Given the obvious purposes and agenda of the only newspaper in Jersey, it is hardly surprising that people, such as your correspondents Bob Le Sueur (JEP, 12 Jun) and Ted Vibert (JEP, 21 May), should be so poorly familiar with the facts.

Had events of the last three years, and the last twelve months in particular, been accurately reported, Mr Le Sueur would know that I decided to cause, and contest, this by-election, some months before certain other candidates knew that a by-election was going to occur.

If we had an effective Fourth Estate, Mr Le Sueur might also have been familiar with the fact that I am contesting the by-election not to rejoin a failed system of governance, but instead to begin the process of changing it, if that is the will of the public.

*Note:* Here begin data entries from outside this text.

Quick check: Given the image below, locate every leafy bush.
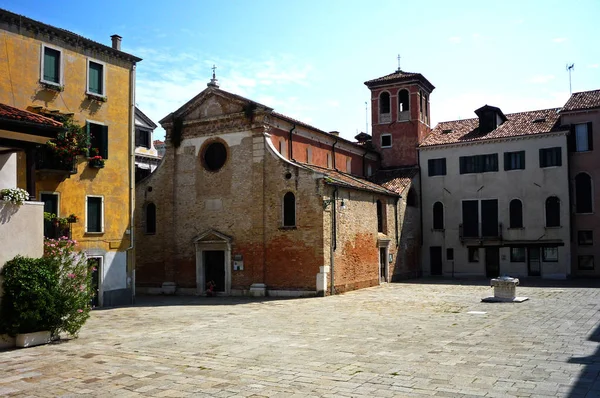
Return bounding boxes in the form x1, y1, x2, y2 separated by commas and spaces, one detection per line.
0, 237, 92, 337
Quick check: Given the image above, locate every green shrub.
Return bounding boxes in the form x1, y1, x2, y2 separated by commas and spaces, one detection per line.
0, 237, 92, 337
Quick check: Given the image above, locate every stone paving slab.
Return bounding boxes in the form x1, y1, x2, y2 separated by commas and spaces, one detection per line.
0, 279, 600, 397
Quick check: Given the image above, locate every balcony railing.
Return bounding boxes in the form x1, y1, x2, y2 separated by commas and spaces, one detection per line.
458, 223, 502, 241
35, 147, 77, 174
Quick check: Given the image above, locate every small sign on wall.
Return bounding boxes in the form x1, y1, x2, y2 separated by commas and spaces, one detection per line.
233, 254, 244, 271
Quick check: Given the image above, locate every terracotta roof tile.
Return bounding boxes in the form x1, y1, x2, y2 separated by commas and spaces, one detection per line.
298, 162, 396, 195
420, 108, 562, 147
365, 70, 435, 91
562, 90, 600, 112
0, 104, 62, 128
369, 167, 419, 195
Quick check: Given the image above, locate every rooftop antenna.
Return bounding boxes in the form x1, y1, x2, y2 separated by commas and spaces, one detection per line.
567, 64, 575, 94
365, 101, 369, 134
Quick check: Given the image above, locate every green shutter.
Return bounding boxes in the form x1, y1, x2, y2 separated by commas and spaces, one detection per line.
44, 47, 60, 84
98, 126, 108, 159
88, 61, 104, 95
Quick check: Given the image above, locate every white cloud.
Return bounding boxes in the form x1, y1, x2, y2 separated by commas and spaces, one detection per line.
529, 75, 556, 84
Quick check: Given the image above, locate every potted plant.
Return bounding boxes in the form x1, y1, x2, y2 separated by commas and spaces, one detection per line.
0, 188, 29, 205
88, 148, 104, 169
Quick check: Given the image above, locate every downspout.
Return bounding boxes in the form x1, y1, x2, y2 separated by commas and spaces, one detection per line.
125, 64, 135, 303
329, 187, 337, 296
331, 137, 338, 170
288, 123, 296, 161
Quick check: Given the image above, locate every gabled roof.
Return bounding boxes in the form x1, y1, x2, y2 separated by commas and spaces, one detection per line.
135, 106, 158, 130
297, 162, 398, 196
365, 69, 435, 92
561, 90, 600, 112
0, 8, 142, 63
369, 167, 419, 195
419, 108, 566, 148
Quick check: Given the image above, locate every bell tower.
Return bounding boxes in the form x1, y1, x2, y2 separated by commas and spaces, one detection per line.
365, 67, 435, 168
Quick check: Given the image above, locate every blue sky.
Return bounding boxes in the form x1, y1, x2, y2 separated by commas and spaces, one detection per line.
0, 0, 600, 138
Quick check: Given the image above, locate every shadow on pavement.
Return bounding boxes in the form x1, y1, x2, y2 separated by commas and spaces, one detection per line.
568, 324, 600, 398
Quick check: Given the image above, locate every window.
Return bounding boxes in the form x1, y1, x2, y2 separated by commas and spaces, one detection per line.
379, 91, 390, 114
406, 188, 417, 207
283, 192, 296, 227
135, 128, 152, 149
546, 196, 560, 227
86, 122, 108, 159
202, 141, 227, 171
459, 153, 498, 174
577, 231, 594, 246
575, 173, 594, 213
85, 196, 104, 232
377, 200, 383, 233
433, 202, 444, 229
510, 247, 525, 263
569, 122, 594, 152
468, 247, 479, 263
577, 256, 594, 271
381, 134, 392, 148
146, 203, 156, 235
542, 246, 558, 263
427, 158, 446, 177
504, 151, 525, 170
508, 199, 523, 228
41, 46, 62, 85
87, 60, 105, 96
398, 89, 410, 120
540, 147, 562, 167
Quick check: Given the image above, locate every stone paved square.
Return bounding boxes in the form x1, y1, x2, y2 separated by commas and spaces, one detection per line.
0, 279, 600, 397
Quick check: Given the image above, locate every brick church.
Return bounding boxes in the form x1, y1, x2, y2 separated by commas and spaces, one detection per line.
135, 70, 434, 296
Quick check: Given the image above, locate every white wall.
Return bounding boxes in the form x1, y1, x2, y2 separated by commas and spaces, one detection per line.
0, 153, 17, 189
420, 134, 570, 278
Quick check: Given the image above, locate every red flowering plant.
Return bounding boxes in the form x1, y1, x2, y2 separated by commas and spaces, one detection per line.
44, 236, 95, 337
46, 118, 90, 164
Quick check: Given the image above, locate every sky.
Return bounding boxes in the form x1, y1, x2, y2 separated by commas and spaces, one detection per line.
0, 0, 600, 139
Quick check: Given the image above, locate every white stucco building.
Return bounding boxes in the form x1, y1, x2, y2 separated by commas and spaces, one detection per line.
419, 105, 571, 278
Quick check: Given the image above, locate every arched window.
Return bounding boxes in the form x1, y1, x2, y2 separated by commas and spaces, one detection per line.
406, 188, 417, 207
508, 199, 523, 228
575, 173, 594, 213
433, 202, 444, 229
379, 91, 390, 113
398, 89, 410, 112
283, 192, 296, 227
377, 200, 383, 232
546, 196, 560, 227
146, 203, 156, 234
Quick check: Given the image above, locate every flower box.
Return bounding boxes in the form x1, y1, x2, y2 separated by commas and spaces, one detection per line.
15, 331, 52, 348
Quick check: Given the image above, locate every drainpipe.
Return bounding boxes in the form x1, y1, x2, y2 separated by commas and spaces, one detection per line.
288, 123, 296, 161
125, 64, 135, 303
331, 137, 338, 169
329, 187, 337, 296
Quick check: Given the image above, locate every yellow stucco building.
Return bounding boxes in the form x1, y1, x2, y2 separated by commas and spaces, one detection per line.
0, 9, 141, 306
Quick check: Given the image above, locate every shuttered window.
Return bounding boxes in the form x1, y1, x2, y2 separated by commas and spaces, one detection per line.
85, 196, 104, 232
42, 47, 60, 84
88, 61, 104, 95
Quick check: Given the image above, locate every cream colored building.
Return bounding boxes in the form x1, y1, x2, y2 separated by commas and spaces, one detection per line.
419, 105, 571, 278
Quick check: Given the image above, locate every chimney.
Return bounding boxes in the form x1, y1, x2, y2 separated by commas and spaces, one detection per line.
110, 35, 122, 51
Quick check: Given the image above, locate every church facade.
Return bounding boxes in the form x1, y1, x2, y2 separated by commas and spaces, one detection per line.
135, 71, 433, 296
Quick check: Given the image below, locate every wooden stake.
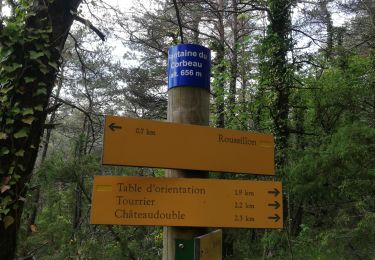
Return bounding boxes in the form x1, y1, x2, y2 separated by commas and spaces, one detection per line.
163, 87, 210, 260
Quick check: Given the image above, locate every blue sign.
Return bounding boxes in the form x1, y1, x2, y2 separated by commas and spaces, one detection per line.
168, 44, 211, 91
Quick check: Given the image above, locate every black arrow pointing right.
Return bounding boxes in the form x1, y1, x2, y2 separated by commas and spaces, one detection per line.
108, 123, 122, 131
268, 214, 280, 222
268, 188, 280, 197
268, 200, 280, 209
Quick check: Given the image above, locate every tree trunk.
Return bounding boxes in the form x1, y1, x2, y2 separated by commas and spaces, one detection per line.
213, 0, 225, 128
0, 0, 81, 259
227, 0, 239, 127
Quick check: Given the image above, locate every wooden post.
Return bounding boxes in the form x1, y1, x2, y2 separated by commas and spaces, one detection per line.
163, 44, 211, 260
163, 87, 210, 260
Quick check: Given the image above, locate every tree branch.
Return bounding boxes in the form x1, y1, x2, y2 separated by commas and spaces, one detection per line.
74, 15, 105, 42
173, 0, 184, 44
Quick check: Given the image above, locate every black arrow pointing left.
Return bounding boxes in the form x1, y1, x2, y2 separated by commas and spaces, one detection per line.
109, 123, 122, 131
268, 214, 280, 222
268, 200, 280, 209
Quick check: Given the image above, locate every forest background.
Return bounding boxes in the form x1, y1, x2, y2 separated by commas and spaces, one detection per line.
0, 0, 375, 260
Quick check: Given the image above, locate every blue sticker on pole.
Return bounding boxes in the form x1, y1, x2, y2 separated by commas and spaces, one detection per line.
168, 44, 211, 91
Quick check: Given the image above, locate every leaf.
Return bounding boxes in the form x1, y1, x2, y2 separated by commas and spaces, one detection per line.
13, 127, 29, 139
3, 63, 22, 72
2, 176, 11, 185
22, 116, 35, 125
0, 185, 10, 193
30, 224, 38, 233
34, 105, 43, 111
24, 77, 36, 84
3, 216, 14, 229
22, 107, 34, 116
0, 132, 7, 140
29, 51, 44, 60
0, 147, 9, 156
33, 88, 47, 97
39, 67, 49, 75
48, 61, 59, 70
15, 149, 25, 157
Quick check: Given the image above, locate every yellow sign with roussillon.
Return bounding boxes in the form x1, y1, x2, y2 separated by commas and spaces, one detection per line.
102, 116, 275, 175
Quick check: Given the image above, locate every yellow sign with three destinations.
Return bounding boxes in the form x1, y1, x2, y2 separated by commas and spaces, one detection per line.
102, 116, 275, 175
91, 176, 283, 228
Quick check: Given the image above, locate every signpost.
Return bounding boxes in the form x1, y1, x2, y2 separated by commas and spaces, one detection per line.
103, 116, 274, 175
91, 176, 283, 228
91, 44, 283, 260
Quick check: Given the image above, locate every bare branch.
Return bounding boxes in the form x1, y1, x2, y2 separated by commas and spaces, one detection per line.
74, 15, 105, 42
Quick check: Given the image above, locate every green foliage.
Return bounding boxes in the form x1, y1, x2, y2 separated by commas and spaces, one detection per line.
0, 1, 57, 227
287, 123, 375, 259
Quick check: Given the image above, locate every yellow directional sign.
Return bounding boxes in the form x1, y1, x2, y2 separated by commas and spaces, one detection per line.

But should I not be successful on Wednesday, I shall take from the experience the irony of having been accused of pursuing a ‘vindictive’ agenda by the JEP. The same journal that prefers to condemn me – rather than those who have concealed child abuse for years and, in some cases, decades.

With such an attitude from the local media, it is hardly surprising that no States member before me has ever spoken out against the atrocities.

The JEP may prefer to side with over-paid and un-sackable senior civil servants. I prefer to side with those who have been betrayed by Jersey’s expensive public administration – for example, the survivors of the Blanche Pierre group-home atrocity.

Far from abandoning those constituents, I am the only States member – from among all States members of the last 30 years – to have unearthed and recognised the truth of what happened to those little children when they were in States of Jersey ‘care’.

And, in doing so, I have fulfilled my oath of office – in every moral sense.